Kami menulis, bukan untuk menunjukan apa-apa selain dalam bentuk mengolah ketidak mengertian untuk dijadikan bahan kajian dan renungan, semata.
Dari tulisan, kami dapat melihat kejujuran dan kebohongan di dalamnya. Kejujuran atas apa yang tidak kami pahami. Jika tak sesuai, sebenarnya itu ketidak singkronan alias dilema kami sendiri.
Sejatinya menulis adalah melakukan. Bukan hanya soal penuangan kalimat dan materi di dalamnya. Karena hal itu sebatas wacana. Wacana adalah angan yang dapat memenuhi kepala, tentu saja ada efeknya, selain kita mungkin bisa menjadi pelupa, tanpa disadari akan muncul ke-aku-anku juga, yang sama halnya seperti kebohongan halus (tanpa disengaja).
Aktifitas menulis bagi penulis  sebagaimana halnya kita berkaca. Di situlah wajah asli akan nampak nyata.
Bagi penulis  tulisan yang telah lahir tidak dan bukan karena  menggambarkan intekektualitas. Melainkan sebatas bagaimana ketidak mengertian dapat diolah dan digodok menjadi sesuatu yang bermanfaat baginya dan bagi peminat bacaan. Hanya itu.
Ada baiknya menulis dengan tanpa rasa euforia. Jika tidak mau terjebak, Â berhenti dan beralihlah dengan penuangan karya dalam bentuk lainnya.
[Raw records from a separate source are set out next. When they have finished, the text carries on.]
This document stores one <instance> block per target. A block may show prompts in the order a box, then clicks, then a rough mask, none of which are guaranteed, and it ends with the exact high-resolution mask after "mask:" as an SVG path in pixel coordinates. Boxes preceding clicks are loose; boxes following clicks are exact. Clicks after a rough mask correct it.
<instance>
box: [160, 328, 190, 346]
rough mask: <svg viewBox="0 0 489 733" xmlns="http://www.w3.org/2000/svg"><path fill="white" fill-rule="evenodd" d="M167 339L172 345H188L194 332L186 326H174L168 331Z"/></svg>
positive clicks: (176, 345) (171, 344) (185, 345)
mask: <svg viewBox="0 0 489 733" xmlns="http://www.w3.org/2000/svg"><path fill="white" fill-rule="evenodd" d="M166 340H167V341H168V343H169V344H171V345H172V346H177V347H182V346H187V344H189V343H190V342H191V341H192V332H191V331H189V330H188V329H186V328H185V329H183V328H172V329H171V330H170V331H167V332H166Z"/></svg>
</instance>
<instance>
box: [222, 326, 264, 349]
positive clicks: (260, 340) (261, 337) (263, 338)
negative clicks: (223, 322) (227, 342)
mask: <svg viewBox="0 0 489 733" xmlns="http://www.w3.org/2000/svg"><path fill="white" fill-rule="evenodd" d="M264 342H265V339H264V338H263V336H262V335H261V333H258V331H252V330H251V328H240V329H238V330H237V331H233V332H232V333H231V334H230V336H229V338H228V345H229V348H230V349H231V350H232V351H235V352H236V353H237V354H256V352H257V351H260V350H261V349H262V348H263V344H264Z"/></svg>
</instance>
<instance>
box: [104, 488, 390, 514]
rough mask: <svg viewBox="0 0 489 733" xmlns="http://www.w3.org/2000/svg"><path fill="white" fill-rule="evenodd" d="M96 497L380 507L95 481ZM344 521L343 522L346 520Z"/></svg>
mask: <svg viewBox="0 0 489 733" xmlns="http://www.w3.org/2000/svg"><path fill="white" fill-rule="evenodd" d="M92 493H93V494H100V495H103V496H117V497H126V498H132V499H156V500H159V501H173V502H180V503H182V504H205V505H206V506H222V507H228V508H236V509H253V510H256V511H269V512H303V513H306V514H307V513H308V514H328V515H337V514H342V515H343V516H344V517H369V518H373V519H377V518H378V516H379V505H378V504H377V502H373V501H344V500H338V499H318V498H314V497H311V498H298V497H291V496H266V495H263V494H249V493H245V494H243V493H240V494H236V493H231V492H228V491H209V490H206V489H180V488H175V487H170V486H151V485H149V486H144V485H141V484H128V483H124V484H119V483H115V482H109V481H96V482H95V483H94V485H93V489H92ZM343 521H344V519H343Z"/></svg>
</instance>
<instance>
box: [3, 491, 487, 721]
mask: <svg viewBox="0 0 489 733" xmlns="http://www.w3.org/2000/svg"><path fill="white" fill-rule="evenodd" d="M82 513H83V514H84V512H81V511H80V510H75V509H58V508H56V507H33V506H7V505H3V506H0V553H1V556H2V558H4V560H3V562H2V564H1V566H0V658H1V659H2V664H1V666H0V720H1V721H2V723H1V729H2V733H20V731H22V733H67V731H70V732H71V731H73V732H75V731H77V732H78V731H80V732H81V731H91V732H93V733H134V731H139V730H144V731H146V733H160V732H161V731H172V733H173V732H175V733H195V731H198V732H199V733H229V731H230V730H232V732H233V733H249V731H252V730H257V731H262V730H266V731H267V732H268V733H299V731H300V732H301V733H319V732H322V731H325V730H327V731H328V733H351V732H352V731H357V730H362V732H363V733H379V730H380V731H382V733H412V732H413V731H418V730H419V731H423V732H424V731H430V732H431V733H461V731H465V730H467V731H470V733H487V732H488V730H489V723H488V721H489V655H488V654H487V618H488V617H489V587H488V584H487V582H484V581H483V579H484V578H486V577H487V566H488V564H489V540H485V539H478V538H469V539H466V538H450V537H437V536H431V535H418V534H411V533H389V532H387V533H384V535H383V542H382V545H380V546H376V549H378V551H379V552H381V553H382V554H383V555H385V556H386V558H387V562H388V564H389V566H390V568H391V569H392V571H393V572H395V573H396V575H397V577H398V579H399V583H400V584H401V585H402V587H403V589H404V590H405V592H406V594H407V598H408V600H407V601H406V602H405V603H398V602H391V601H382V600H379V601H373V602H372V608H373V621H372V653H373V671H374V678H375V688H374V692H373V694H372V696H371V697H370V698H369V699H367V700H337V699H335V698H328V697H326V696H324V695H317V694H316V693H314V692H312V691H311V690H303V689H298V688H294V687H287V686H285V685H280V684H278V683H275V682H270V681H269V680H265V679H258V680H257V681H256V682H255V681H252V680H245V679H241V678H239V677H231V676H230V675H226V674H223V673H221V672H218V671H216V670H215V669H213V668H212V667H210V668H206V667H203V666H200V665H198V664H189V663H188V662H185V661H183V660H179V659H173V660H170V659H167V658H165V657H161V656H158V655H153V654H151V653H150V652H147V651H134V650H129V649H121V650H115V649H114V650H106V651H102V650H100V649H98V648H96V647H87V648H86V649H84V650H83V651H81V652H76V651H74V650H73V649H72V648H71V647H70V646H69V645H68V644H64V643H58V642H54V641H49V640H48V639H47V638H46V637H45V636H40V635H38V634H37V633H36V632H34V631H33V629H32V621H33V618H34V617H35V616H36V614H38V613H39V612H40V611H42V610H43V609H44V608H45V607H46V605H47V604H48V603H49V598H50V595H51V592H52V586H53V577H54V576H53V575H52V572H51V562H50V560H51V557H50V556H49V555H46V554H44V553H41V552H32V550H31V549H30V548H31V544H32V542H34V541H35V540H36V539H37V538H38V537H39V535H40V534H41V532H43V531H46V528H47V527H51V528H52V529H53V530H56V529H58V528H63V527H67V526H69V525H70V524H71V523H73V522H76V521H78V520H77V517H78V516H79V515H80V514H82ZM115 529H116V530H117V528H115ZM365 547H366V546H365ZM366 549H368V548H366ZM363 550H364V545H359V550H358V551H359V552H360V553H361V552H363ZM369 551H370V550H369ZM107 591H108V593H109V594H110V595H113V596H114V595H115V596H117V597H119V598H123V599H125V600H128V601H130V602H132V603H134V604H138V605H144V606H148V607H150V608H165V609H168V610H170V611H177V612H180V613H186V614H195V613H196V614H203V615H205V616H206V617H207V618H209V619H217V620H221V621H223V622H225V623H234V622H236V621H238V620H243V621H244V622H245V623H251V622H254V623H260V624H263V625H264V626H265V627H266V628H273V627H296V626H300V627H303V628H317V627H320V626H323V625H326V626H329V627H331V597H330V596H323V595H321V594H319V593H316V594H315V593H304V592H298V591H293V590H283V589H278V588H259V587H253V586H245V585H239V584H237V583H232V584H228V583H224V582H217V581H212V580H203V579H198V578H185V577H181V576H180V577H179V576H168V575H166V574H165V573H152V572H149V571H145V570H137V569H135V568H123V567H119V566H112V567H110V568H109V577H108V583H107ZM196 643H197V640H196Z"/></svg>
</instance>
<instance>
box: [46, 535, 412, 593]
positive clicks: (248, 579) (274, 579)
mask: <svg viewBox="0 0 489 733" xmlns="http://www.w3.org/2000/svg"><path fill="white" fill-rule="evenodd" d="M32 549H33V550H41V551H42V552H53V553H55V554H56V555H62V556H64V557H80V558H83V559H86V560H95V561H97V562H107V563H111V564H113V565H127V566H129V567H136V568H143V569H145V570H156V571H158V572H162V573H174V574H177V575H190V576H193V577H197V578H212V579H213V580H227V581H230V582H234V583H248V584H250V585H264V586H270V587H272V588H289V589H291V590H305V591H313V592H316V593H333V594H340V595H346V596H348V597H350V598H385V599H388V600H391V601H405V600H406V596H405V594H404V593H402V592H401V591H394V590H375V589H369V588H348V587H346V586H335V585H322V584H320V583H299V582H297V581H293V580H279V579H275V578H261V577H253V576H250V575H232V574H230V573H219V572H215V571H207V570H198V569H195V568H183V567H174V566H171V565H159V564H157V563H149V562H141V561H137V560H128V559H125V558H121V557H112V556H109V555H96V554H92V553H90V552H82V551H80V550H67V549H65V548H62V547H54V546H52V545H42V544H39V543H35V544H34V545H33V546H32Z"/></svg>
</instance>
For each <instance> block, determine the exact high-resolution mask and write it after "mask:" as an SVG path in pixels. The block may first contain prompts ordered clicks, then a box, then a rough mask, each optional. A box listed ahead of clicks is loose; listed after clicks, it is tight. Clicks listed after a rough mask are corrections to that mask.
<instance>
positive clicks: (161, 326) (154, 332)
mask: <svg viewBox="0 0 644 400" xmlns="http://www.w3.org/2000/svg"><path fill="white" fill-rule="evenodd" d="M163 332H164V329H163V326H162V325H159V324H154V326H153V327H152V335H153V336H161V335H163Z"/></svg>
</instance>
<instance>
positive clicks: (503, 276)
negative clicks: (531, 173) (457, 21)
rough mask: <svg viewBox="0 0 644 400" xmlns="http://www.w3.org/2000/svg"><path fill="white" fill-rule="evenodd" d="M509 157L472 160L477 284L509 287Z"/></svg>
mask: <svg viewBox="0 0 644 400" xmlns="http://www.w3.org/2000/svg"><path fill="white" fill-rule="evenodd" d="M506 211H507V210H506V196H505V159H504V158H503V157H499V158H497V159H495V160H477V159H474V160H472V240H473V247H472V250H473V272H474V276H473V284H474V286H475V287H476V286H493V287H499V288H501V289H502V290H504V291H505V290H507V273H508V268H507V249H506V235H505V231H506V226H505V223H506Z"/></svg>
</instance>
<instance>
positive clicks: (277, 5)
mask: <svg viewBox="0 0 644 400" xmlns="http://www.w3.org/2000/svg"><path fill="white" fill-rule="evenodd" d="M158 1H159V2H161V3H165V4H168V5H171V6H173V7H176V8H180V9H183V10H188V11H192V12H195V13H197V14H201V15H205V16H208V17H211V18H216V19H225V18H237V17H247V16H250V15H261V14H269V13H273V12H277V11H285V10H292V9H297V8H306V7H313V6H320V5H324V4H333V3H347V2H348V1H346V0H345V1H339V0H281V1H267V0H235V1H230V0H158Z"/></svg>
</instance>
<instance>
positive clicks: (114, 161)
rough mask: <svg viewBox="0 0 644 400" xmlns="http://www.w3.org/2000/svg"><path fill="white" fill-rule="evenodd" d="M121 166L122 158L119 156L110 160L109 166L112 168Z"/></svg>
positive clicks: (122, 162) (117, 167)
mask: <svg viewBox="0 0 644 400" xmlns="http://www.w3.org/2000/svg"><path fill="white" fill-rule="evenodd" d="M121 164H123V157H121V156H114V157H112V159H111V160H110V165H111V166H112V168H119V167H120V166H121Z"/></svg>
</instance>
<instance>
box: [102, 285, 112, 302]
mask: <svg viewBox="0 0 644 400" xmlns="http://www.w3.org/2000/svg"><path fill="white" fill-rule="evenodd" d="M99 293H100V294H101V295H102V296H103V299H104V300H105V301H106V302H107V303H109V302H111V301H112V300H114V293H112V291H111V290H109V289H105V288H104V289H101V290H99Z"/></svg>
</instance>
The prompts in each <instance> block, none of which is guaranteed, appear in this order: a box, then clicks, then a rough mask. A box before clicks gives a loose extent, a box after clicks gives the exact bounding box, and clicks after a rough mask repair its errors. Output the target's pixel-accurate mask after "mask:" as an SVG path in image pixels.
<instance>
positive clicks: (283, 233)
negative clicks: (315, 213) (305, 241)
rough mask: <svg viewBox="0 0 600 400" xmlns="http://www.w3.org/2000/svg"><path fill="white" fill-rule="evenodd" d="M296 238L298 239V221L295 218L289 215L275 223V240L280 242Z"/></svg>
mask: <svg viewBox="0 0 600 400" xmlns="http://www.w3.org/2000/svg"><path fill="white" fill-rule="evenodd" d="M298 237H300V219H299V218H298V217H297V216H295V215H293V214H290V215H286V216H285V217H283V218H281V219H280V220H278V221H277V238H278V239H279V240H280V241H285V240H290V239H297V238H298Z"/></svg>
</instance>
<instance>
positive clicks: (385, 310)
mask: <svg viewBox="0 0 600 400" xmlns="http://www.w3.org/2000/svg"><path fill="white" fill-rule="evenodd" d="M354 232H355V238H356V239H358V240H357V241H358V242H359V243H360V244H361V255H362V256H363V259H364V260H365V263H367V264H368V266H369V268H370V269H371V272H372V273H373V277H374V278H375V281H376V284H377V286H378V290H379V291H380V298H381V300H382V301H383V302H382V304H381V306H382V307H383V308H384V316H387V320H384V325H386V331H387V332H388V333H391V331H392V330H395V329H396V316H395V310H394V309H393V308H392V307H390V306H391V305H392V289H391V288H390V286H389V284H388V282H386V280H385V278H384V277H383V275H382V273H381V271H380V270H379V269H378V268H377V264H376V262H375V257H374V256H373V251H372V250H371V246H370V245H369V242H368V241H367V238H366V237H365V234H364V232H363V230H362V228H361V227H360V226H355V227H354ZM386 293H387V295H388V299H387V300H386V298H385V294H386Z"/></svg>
Sebenarnya hal itu kita sendirilah yang dapat melihat dan mengetahuinya.
Diam dan perhatikan jemari dan geraknya sesuatu yang dirasai.
Jujur atas apa yang dirasai akan selalu melahirkan ide-ide baru, yang sebenarnya ide baru yang selalu lahir itu sudah tak lagi berpengaruh dan bukan lagi sesuatu
Soal penuangan, Â bukanlah hanya berwujud dalam bentuk buku, sebab buku yang sebenarnya adalah kita sipenulis sendiri, yang terus berlatih menyadari dalam mengabdi.